If we could look inside a person with an insecure/disorganized attachment style

They have a fragile sense of self, and deep down, they do not believe they are worthy of love and approval. They may be meticulous about external appearances as they fear anyone looking in. They do not think they can make authentic connections. They may bounce between clingy and distancing deactivating strategies because they learned that depending on someone is one of the most dangerous things they could experience. They do not feel optimistic about trusting anyone (including themselves), and they do not anticipate anyone meeting their needs.

Conclusion

Although research shows that less than 50% of us develop secure attachments in childhood, we all have a universal need for love and belonging. We are all capable of transitioning to secure functioning. Self-love and compassion are the first steps of this process, along with the awareness that our brain will keep messing with us until we decide to intervene.

Nobody wants the pain that results from insecure attachment styles. Our behavior is driven by what we have already experienced, so we need to practice secure relational functioning with another to re-wire our brains with this new way of being.

A secure attachment style then becomes our new default way of functioning.

We must remember that every moment of distress we experience with our beloved is a fight against our fears and history.

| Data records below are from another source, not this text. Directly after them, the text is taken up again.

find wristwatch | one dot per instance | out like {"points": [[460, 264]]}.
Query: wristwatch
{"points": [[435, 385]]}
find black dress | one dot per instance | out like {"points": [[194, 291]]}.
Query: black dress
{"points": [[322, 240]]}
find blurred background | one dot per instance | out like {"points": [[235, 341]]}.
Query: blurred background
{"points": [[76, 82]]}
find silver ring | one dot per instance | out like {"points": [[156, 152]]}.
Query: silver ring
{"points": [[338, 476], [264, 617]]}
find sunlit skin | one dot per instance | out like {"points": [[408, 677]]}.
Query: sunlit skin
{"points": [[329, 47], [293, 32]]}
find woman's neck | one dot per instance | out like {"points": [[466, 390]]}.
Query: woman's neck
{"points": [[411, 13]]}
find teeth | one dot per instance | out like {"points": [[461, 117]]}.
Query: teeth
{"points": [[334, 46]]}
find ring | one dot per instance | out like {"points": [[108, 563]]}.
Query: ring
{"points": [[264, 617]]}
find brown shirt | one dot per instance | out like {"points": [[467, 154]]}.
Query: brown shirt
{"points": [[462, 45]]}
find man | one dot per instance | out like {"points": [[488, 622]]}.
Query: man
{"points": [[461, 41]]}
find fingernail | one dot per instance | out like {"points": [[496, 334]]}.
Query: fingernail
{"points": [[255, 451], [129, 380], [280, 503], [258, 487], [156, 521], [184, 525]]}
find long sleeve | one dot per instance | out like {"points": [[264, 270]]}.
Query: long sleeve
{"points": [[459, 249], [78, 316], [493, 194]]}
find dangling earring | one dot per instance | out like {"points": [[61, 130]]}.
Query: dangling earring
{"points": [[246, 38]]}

Evidence shows that it takes approximately two to four years of practicing secure relational functioning with a responsive partner for a “secure attachment” style to become our new “automatic” reality.

Although there is a great degree of humility and vulnerability in admitting how we may very well be the only thing that stands in our way, what awaits us on the other side is worth it!

Because when we upgrade our attachment style, we get what we all want:

A conscious way of being with another, holding each other’s hand against the ups and downs of life. As science has clearly shown us, that is the most potent antidote to the toxicity of the modern era that we live in and one of the most powerful ways to be free to be our best and most fantastic selves.